Rédigé par leral.net le Mardi 15 Septembre 2015 à 09:33 | | 3 commentaire(s)|

Attaque de Jean Christophe Ruffin contre le Sénégal et ses dirigeants: Un fiel fécond, une insignifiance politique et diplomatique


Dans une interview donnée au site d'informations MONDAFRIQUE en date du 26 Août 2015, Mr jean Christophe Rufin, ancien ambassadeur de France au Sénégal, mais aussi académicien sort totalement de la tempérance et la réserve que ces statuts pourraient bénéfiquement lui imposer pour, encore une fois, livrer des points de vue fort discutables sur le Sénégal et ses dirigeants.
Si un romancier peut à la rigueur prendre le risque (pas toujours payant au plan littéraire) de s'écouter parler, dans l'analyse politique, quel que par ailleurs puisse être le background de l'auteur, cela ne peut détonner que de l'arrogance et du narcissisme quand Mr Rufin se distingue ainsi et sans raison apparente, par une série d’attaques en règle contre le Sénégal et ses dirigeants.

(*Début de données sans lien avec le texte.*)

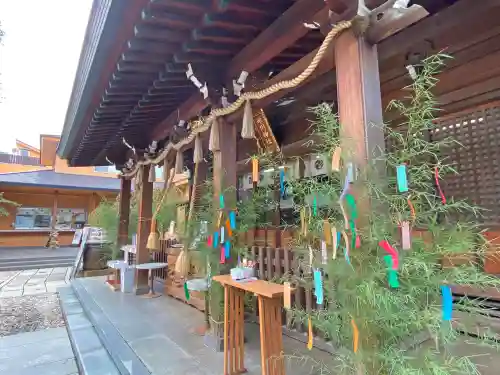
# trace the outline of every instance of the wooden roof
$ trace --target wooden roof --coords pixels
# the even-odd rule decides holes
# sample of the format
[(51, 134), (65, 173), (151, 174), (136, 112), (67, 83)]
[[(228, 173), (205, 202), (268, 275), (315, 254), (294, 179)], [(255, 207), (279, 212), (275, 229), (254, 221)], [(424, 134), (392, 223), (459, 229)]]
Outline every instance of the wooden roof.
[[(339, 7), (357, 2), (337, 0)], [(416, 3), (432, 15), (379, 46), (386, 97), (405, 84), (405, 61), (412, 51), (454, 45), (460, 52), (467, 47), (465, 36), (483, 35), (484, 41), (484, 35), (496, 37), (499, 31), (492, 28), (496, 24), (491, 10), (498, 11), (497, 1), (484, 0), (481, 6), (472, 6), (472, 0)], [(295, 76), (322, 40), (319, 31), (303, 23), (326, 14), (323, 0), (95, 1), (59, 154), (75, 166), (106, 164), (106, 156), (122, 163), (122, 137), (146, 147), (152, 139), (165, 138), (179, 120), (198, 115), (209, 102), (187, 80), (188, 63), (200, 81), (219, 91), (242, 70), (262, 77), (254, 81), (259, 87)], [(469, 21), (466, 28), (464, 21)], [(474, 53), (486, 48), (476, 47)], [(330, 55), (297, 92), (307, 98), (304, 102), (335, 95), (334, 77), (321, 77), (332, 70)], [(264, 82), (271, 71), (273, 76)], [(285, 94), (257, 105), (266, 107)]]

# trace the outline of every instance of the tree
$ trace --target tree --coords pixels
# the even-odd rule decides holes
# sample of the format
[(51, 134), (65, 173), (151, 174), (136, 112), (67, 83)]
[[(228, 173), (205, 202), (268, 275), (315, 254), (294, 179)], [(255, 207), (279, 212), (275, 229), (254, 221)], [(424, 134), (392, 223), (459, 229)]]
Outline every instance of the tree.
[[(439, 186), (443, 176), (456, 173), (440, 158), (440, 150), (456, 142), (427, 138), (436, 111), (431, 91), (444, 59), (433, 56), (416, 67), (409, 100), (391, 103), (405, 120), (397, 128), (384, 126), (388, 147), (382, 156), (360, 168), (349, 163), (346, 147), (343, 167), (327, 179), (289, 182), (301, 217), (295, 224), (301, 272), (288, 277), (313, 289), (320, 307), (291, 313), (343, 348), (325, 372), (478, 373), (469, 357), (449, 350), (459, 332), (466, 331), (464, 322), (452, 321), (449, 286), (498, 287), (500, 280), (480, 271), (472, 257), (460, 266), (442, 266), (443, 258), (457, 253), (480, 257), (485, 245), (477, 225), (481, 211), (445, 197)], [(330, 105), (313, 111), (315, 132), (323, 140), (318, 152), (335, 165), (341, 125)], [(364, 207), (371, 209), (365, 212)], [(463, 298), (453, 309), (473, 311), (475, 304)], [(422, 333), (436, 345), (416, 352), (403, 349)], [(479, 340), (497, 347), (487, 331), (479, 333)]]
[(19, 206), (16, 202), (10, 201), (3, 197), (3, 193), (0, 193), (0, 216), (8, 216), (9, 211), (4, 207), (7, 206)]

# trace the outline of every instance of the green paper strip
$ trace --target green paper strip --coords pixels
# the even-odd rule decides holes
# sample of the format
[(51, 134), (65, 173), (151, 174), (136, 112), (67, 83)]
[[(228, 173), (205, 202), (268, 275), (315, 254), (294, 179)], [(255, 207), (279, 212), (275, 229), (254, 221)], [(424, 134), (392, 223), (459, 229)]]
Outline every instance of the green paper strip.
[(392, 268), (392, 256), (385, 255), (384, 261), (387, 266), (387, 281), (391, 288), (399, 288), (398, 271)]
[(356, 248), (356, 224), (354, 224), (354, 220), (349, 220), (349, 226), (351, 227), (351, 237), (352, 237), (351, 249), (355, 249)]
[(184, 283), (184, 295), (186, 296), (186, 301), (189, 301), (191, 296), (189, 295), (189, 289), (187, 283)]
[(313, 198), (313, 216), (318, 216), (318, 200)]
[(356, 206), (356, 200), (352, 194), (347, 194), (345, 196), (347, 205), (349, 206), (349, 213), (351, 214), (351, 220), (356, 220), (358, 218), (358, 207)]

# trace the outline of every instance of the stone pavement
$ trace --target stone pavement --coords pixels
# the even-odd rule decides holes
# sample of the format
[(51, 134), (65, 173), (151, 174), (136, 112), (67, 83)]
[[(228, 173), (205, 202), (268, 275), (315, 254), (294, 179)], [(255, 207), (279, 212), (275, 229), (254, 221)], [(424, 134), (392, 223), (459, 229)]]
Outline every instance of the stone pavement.
[[(12, 309), (3, 313), (15, 314), (16, 306), (12, 304), (16, 301), (52, 298), (58, 288), (67, 285), (70, 270), (71, 267), (61, 267), (0, 272), (0, 309)], [(66, 327), (0, 336), (0, 374), (77, 375)]]
[(54, 293), (67, 284), (70, 273), (71, 267), (0, 272), (0, 298)]

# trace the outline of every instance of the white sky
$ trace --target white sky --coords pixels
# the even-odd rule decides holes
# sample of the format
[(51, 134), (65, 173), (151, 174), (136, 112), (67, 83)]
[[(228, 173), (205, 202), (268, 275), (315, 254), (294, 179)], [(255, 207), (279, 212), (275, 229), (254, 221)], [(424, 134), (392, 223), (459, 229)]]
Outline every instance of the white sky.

Il évoque pèle mêle, « l’immobilisme » du régime sénégalais et décrit le Sénégal comme un «pays vulnérable » qui a « complètement disparu des écrans radars français… dans cette nouvelle configuration régionale centrée sur la dimension sécuritaire » où « Dakar ne s’est pas rendu indispensable».
Vis-à-vis du Sénégal, M Rufin est un coutumier des faits, un récidiviste en la matière. Déjà en décembre2008, il déclarait ceci lors d'une conférence de presse : « Au Sénégal, il est très difficile de garder des secrets. Tout le monde sait tout, ou tout le monde croit tout savoir, donc dit n’importe quoi, et donc nous préférions dire les choses comme elles sont, le dire de façon transparente ».
Il a fallu alors lui retourner ses salves en pleine figure pour qu’il publia, tout penaud et peu convaincant, un communiqué dans lequel il insista sur « le caractère ironique et affectueux » de ces paroles « tenues sur le ton de la plaisanterie ».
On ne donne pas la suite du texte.